Transform a party list vote of the type "Party A > Party B > Party C" 
into a ranked ballot of the type: A1 > A2 > ... > An > B1 > ... > Bn > 
C1 > ... > Cn.

Then just dump that into my method, since that is monotonic. Also, when 
all voters simply vote for a single list, the method reduces to 
Webster's: each bloc (necessarily disjoint, so no constraints) gets as 
many candidates as Webster's method would have given it.

The problem with my method is that (currently) it uses exponential 
space. As a consequence, it uses exponential time as well, but if the 
exponential space could be fixed, it would only be "exponential time in 
terms of candidates, not in terms of voters", and thus similar to STV in 
that respect.

Perhaps your Sainte-Lague version (if it works out to always elect the 
same council) will let us get it down to polyspace.

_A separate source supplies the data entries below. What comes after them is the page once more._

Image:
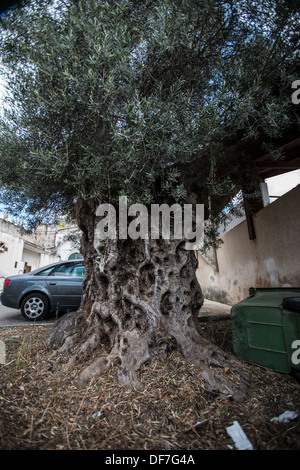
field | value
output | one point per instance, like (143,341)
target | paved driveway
(12,317)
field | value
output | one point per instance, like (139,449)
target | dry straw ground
(41,408)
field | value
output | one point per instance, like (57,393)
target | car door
(65,285)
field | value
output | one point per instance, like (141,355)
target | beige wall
(271,260)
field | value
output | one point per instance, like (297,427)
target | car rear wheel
(35,307)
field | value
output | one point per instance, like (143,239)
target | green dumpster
(266,328)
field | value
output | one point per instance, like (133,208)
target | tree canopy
(144,99)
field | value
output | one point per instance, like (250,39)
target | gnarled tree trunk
(141,298)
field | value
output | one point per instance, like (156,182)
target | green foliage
(146,99)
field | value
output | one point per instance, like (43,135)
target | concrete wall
(20,248)
(271,260)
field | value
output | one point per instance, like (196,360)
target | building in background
(22,252)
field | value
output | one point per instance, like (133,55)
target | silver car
(52,288)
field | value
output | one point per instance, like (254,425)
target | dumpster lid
(270,296)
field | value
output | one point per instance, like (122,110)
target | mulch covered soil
(42,409)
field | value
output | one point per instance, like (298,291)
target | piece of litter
(285,417)
(238,436)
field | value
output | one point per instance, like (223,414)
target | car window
(45,272)
(73,270)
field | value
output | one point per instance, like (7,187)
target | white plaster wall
(271,260)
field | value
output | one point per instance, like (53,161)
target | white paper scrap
(238,436)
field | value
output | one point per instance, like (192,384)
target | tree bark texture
(141,299)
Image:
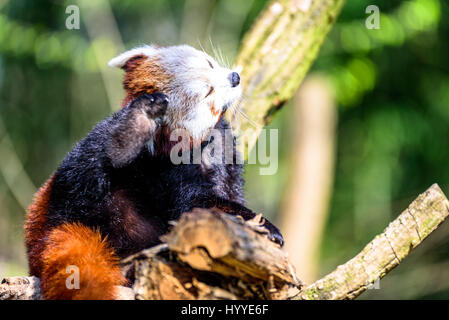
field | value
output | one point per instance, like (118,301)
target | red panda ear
(132,58)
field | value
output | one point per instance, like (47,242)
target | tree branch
(276,54)
(385,251)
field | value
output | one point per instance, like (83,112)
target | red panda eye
(211,90)
(210,64)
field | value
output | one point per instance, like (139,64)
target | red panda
(116,191)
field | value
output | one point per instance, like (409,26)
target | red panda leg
(76,254)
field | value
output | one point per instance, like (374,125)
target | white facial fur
(191,105)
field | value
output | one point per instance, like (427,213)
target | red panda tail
(78,264)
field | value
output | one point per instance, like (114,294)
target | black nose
(234,78)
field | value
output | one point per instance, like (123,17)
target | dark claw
(275,234)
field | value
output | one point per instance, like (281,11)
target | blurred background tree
(390,88)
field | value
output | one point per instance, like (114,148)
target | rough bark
(212,255)
(275,56)
(385,251)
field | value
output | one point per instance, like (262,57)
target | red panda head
(198,88)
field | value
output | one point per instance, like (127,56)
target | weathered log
(211,255)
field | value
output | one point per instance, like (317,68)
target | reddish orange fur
(35,227)
(143,75)
(77,245)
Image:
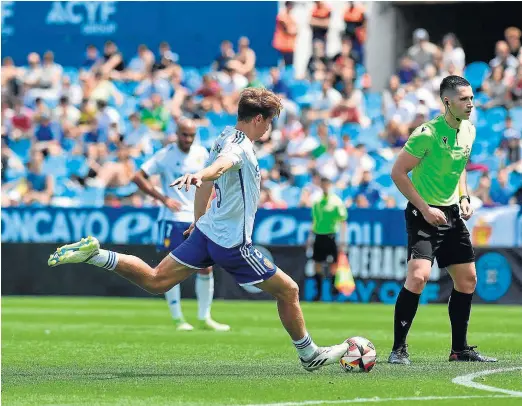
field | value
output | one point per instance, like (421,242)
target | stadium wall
(379,274)
(194,29)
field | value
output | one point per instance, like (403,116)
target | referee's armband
(419,142)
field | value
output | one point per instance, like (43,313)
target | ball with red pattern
(360,356)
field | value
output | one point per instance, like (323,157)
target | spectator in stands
(318,60)
(140,65)
(11,84)
(113,63)
(116,174)
(92,59)
(312,191)
(369,189)
(402,111)
(267,200)
(244,62)
(483,190)
(155,115)
(137,137)
(355,24)
(20,124)
(452,52)
(226,54)
(516,89)
(320,21)
(501,191)
(40,109)
(324,102)
(97,87)
(40,187)
(66,114)
(285,34)
(504,59)
(511,143)
(33,73)
(495,88)
(512,35)
(408,70)
(153,83)
(73,92)
(422,51)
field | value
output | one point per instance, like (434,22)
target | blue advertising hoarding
(193,29)
(366,227)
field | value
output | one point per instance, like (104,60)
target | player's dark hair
(452,83)
(255,101)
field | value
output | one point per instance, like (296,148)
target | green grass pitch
(113,351)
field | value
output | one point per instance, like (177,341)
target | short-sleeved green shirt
(444,152)
(327,213)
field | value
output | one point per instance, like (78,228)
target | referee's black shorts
(325,248)
(450,244)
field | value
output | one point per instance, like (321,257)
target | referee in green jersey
(437,153)
(327,214)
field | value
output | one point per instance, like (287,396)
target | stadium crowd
(75,135)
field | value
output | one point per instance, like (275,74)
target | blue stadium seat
(476,73)
(516,115)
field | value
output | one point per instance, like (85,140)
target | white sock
(105,259)
(205,294)
(173,297)
(305,347)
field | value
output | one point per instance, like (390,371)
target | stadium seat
(516,115)
(476,73)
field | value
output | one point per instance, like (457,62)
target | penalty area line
(377,400)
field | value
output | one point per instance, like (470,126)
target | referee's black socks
(405,310)
(459,308)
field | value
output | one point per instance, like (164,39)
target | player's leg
(155,280)
(423,241)
(171,237)
(458,257)
(205,295)
(319,258)
(286,291)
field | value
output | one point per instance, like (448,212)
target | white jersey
(230,219)
(171,163)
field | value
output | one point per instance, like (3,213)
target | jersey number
(218,195)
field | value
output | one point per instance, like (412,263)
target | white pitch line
(467,380)
(376,400)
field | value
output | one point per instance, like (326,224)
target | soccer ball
(360,356)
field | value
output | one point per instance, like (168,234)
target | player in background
(437,152)
(222,234)
(176,215)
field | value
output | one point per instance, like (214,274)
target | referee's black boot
(400,356)
(470,355)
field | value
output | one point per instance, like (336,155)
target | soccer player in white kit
(176,215)
(221,235)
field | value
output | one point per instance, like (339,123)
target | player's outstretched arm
(403,165)
(210,173)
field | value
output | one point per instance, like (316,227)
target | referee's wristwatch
(464,197)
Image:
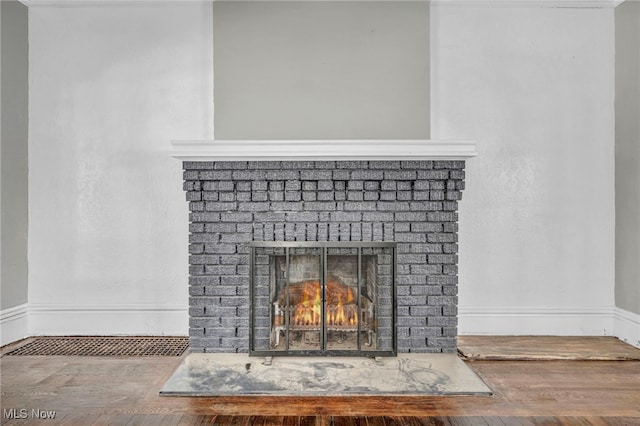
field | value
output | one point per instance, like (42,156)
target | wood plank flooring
(539,348)
(124,391)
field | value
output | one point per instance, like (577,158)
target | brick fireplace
(405,193)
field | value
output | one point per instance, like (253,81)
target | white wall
(628,171)
(109,88)
(13,171)
(321,70)
(535,88)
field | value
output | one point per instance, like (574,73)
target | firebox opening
(322,299)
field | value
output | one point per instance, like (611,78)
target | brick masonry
(413,203)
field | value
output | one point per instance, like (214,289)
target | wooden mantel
(321,150)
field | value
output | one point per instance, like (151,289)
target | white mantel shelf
(322,150)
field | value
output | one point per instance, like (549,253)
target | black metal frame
(325,246)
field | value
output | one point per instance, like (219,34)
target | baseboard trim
(131,319)
(14,324)
(595,321)
(626,326)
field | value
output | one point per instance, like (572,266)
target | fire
(341,307)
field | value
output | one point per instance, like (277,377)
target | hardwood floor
(124,391)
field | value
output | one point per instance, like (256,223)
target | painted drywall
(110,87)
(627,290)
(14,169)
(535,88)
(321,70)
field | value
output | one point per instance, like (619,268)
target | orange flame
(341,308)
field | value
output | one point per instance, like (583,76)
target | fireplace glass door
(322,299)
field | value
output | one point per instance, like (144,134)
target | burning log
(305,300)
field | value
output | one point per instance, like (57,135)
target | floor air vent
(103,346)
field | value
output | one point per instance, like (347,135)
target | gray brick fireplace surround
(413,203)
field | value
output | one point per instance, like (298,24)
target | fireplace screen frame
(324,248)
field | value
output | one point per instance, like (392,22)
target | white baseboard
(595,321)
(14,324)
(626,326)
(136,319)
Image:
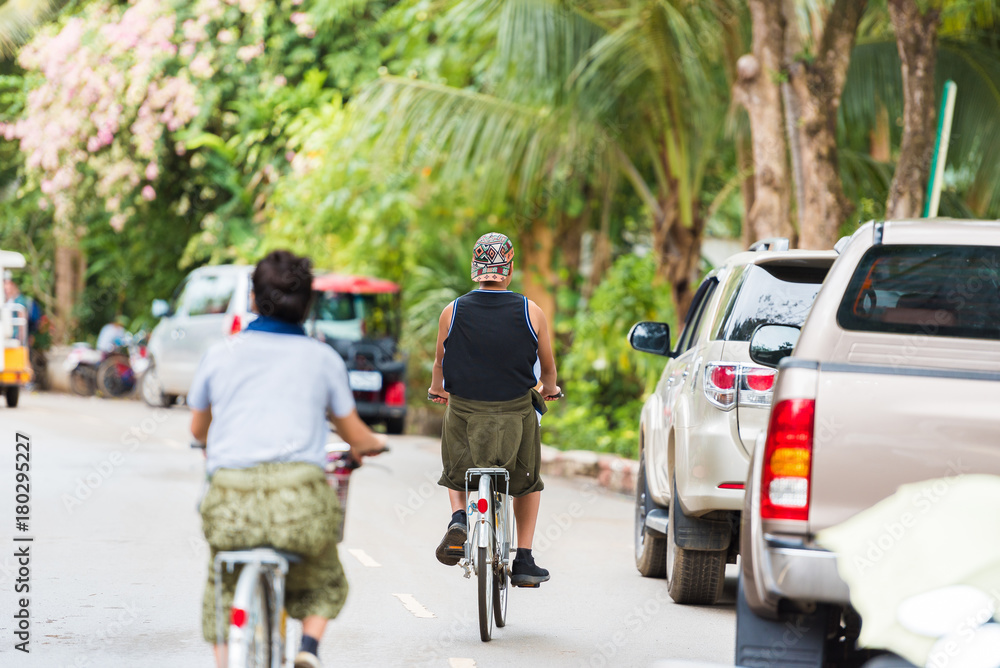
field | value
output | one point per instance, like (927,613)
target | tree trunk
(817,86)
(758,92)
(536,247)
(916,39)
(69,280)
(678,250)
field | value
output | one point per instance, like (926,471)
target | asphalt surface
(117,561)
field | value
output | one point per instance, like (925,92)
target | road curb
(614,473)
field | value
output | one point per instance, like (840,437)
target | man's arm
(546,358)
(200,421)
(355,432)
(437,373)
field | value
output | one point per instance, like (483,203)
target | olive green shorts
(502,434)
(287,506)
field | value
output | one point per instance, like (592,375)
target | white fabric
(269,395)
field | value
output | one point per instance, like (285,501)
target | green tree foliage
(605,381)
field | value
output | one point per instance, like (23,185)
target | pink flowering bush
(119,96)
(102,105)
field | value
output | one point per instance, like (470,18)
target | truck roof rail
(771,243)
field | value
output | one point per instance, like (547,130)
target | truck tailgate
(879,427)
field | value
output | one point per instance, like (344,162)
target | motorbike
(112,374)
(81,364)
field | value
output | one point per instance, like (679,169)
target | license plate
(365,381)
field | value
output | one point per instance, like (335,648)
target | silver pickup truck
(894,378)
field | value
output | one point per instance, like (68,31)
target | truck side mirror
(651,337)
(772,343)
(160,308)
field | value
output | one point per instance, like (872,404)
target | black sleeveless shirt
(491,353)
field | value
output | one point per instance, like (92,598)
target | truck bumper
(800,573)
(378,411)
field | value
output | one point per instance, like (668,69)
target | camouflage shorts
(287,506)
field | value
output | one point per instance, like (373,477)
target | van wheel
(152,391)
(650,546)
(693,576)
(395,425)
(792,640)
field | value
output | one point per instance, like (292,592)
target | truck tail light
(395,394)
(720,384)
(756,386)
(727,383)
(784,489)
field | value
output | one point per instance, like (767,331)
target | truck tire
(693,576)
(650,546)
(792,640)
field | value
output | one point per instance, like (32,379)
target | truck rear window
(772,293)
(928,290)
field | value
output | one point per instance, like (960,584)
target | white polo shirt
(269,395)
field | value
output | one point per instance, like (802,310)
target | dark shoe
(525,573)
(307,660)
(452,547)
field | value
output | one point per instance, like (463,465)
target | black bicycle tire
(485,578)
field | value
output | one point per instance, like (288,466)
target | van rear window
(772,293)
(929,290)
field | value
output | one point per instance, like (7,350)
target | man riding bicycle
(261,401)
(493,348)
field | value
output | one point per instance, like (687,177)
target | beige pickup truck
(894,378)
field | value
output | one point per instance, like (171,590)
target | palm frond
(19,19)
(480,138)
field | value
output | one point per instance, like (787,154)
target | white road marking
(413,606)
(365,560)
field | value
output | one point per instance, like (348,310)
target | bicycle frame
(259,561)
(479,534)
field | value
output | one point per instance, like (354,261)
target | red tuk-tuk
(360,317)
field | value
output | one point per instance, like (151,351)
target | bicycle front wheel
(250,628)
(486,593)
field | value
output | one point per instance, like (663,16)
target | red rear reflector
(760,381)
(724,377)
(395,394)
(785,482)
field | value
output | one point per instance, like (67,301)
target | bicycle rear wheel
(251,623)
(486,593)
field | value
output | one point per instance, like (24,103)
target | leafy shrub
(605,381)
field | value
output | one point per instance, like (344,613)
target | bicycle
(260,635)
(489,541)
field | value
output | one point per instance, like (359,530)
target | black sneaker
(452,547)
(525,573)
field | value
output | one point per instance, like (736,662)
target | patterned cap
(492,258)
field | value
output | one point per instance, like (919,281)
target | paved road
(118,560)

> The tree method would have seats distributed between the parties and
> then within the various "wings" of the parties based on how many votes
> each party/wing/candidate obtained.

That could also be handled behind the scenes. If the tree is defined as:
   B is root
    BA has A as ancestor
    BB has A as ancestor
     BBA has BA as ancestor

and someone votes for BBA, then the proper ballot might be BBA1 > ... > 
BBAn > BB1 > ... > BBn > B > ... > Bn.
I'm not sure where BA would fit. Perhaps
  BBA1 > ... > BBAn > BB1 = BA1 > BB2 = BA2 > ... > BBn = BAn > B > ... 
 > Bn.
Even that leaves out where to put a descendant of BA.